Nissan will use its next-generation Leaf's platform to produce additional electric models, in a bid to offer a more comprehensive range of zero-emission vehicles.
The Japanese brand’s electric line-up currently includes the Leaf, the e-NV200 Combi people carrier and e-NV200 van, but a recent patent suggests it will soon gain an SUV model called the Terra, which is expected to share its structure and drivetrain with the 2018 Leaf.
Nissan filed the Terra name with the Malaysian patents office at the start of August. In doing so, it brought back a name that hadn’t been used since 2012, when it was the title of an electric SUV concept first revealed at the Paris motor show.
That car used the first-generation Leaf’s electric drivetrain to power the front wheels but added a hydrogen fuel-cell system to power two motors at the back, making the car an all-wheel drive.
The production Terra will use Nissan’s vastly improved second-generation Leaf electric drivetrain, which is predicted to offer a range of up to 340 miles (547km) – more than double than that of the first-gen car. The gains will come thanks to new battery pack options that will enable Nissan to sell its models in a variety of specifications. It could also integrate an additional rear-drive powertrain to make it an all-wheel drive, like the concept.

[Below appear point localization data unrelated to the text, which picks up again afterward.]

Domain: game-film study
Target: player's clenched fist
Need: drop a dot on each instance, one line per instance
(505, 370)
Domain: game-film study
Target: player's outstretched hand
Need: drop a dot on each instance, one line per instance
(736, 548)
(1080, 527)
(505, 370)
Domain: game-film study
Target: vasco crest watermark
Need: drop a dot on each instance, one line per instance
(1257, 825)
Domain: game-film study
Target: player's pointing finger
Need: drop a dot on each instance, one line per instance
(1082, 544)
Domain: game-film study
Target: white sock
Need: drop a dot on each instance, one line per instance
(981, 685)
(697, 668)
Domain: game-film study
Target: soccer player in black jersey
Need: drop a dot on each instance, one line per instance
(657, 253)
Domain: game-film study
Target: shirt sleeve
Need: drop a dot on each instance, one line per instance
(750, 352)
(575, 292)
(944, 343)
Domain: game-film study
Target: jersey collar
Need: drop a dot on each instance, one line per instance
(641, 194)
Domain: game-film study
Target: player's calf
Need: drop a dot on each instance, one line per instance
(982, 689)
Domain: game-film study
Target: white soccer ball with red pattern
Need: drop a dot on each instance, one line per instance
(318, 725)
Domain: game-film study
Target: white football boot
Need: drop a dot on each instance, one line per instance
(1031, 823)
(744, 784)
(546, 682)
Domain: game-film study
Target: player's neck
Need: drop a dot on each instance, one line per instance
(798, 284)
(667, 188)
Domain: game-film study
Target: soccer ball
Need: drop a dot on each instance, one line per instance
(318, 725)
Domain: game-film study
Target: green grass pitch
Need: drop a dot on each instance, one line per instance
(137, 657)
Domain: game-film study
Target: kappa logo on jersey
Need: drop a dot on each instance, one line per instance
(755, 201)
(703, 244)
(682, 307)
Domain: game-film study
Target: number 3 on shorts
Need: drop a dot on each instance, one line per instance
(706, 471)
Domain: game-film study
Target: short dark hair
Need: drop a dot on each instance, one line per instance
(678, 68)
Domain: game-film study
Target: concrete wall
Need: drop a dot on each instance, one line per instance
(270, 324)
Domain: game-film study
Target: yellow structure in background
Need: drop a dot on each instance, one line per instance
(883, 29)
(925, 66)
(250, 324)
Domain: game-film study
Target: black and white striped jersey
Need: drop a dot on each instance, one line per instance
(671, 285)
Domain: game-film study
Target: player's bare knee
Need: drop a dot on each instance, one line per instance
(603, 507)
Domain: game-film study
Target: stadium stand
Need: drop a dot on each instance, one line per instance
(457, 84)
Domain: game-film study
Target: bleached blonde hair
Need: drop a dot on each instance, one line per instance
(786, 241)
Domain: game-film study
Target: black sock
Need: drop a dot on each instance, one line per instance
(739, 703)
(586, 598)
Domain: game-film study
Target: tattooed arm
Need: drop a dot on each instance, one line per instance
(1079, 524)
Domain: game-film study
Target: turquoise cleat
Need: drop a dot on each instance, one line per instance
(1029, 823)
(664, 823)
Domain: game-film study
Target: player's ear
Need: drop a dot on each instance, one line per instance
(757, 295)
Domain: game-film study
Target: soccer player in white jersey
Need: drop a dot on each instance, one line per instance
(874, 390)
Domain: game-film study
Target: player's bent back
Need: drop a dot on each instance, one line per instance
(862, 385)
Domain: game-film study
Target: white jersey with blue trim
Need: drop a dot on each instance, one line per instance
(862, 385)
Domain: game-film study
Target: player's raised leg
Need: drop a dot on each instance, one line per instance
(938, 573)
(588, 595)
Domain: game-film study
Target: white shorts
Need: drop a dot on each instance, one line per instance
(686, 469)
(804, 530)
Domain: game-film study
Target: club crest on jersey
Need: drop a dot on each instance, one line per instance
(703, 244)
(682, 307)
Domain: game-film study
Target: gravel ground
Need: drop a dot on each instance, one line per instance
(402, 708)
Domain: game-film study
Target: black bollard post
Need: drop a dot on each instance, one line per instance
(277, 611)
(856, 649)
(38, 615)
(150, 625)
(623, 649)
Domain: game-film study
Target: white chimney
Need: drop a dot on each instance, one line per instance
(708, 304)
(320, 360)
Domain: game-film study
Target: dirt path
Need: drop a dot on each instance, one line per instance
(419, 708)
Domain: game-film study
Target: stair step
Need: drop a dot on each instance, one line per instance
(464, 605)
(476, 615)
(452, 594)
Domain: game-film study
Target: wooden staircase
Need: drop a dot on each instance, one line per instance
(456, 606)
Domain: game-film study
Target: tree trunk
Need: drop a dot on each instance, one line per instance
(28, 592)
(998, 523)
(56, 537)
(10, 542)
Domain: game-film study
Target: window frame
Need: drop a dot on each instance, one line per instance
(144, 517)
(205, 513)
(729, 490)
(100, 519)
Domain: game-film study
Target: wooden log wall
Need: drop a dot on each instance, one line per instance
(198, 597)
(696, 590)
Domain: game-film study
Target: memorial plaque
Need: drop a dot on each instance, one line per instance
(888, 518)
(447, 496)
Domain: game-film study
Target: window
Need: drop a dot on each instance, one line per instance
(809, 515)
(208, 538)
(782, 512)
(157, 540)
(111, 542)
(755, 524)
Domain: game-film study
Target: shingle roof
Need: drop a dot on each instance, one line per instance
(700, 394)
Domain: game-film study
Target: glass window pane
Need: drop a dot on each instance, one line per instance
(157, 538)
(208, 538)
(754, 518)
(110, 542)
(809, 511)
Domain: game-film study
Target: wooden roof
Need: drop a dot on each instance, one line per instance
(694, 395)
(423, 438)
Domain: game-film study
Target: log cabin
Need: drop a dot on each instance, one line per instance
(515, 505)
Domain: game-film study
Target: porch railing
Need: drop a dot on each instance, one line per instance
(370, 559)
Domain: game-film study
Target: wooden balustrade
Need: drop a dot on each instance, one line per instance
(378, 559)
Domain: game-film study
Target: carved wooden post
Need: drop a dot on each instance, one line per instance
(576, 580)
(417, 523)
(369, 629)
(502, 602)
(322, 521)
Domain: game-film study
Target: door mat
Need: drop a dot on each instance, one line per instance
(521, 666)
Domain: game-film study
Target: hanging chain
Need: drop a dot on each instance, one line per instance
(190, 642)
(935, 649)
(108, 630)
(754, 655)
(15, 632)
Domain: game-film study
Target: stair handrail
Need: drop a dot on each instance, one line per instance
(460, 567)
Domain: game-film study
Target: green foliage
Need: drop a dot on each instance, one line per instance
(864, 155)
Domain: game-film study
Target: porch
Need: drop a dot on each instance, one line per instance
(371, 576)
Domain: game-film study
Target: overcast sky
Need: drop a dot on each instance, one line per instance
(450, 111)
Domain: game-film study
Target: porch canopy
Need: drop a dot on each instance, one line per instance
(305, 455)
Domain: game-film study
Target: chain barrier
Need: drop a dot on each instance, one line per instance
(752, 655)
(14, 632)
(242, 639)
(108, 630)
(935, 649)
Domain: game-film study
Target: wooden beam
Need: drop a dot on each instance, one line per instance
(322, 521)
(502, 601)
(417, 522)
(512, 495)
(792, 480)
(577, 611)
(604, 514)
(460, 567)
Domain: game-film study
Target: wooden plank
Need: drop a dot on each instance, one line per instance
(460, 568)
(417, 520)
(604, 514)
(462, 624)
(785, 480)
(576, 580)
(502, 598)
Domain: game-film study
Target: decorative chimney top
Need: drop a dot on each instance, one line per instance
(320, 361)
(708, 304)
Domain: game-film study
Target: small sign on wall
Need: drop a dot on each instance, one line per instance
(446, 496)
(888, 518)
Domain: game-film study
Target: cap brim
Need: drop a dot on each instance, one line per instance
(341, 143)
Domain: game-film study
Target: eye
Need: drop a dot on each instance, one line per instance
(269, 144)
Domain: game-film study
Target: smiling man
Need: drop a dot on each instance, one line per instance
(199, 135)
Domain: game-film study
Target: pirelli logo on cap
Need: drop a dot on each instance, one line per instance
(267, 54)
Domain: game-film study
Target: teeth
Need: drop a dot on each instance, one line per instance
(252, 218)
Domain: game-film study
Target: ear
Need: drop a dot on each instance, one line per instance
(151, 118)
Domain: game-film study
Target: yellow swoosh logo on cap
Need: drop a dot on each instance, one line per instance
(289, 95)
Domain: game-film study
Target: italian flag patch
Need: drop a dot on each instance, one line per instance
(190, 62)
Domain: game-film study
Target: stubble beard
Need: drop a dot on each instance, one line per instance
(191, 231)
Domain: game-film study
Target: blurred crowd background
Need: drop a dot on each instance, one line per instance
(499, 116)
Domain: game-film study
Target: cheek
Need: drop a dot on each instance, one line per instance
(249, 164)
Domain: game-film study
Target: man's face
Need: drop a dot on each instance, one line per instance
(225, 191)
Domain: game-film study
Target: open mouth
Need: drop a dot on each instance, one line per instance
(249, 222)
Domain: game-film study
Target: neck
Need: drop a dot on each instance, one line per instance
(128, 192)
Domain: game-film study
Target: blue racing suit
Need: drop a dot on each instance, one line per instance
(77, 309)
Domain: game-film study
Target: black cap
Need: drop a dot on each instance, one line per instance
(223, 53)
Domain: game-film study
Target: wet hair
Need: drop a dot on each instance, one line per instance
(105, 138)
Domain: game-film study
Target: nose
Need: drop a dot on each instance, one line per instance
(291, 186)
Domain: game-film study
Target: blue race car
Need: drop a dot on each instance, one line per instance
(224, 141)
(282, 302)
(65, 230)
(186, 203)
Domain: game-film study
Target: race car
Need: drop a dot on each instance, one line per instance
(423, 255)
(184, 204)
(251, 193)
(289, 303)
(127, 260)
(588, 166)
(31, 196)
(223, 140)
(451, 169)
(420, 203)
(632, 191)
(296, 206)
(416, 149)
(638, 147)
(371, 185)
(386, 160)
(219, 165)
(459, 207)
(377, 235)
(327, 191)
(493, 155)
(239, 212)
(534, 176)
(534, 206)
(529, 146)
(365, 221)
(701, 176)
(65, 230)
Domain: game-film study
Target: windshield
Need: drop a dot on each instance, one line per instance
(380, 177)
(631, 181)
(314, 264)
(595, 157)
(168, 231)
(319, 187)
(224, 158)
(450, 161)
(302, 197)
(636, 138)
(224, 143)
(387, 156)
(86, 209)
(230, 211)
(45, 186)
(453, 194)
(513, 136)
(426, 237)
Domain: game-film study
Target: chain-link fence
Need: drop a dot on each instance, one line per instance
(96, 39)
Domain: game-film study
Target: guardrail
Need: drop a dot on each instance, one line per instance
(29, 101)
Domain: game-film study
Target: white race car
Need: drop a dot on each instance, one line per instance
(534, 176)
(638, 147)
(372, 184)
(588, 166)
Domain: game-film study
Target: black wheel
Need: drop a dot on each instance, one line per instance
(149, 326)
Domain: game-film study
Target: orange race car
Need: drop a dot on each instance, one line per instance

The largest battery on offer on the Leaf is predicted to double the 30kWh lithium-ion pack found in the highest-spec version of the current car. The use of such a battery in the Terra would give it a headline range figure of more than 300 miles (483km). Lower variants will be priced lower to broaden the car’s appeal and help it to rank close to the Model 3. This will also mean the Terra will comfortably undercut more premium electric SUV models like the Jaguar I-Pace and Audi e-tron.
Nissan’s plan to spawn more models off of its upcoming Leaf platform mirrors a strategy that'll be used by fellow electric car maker Tesla. The American brand will build its future Model Y crossover on the Model 3’s base to drastically reduce development costs for the second model.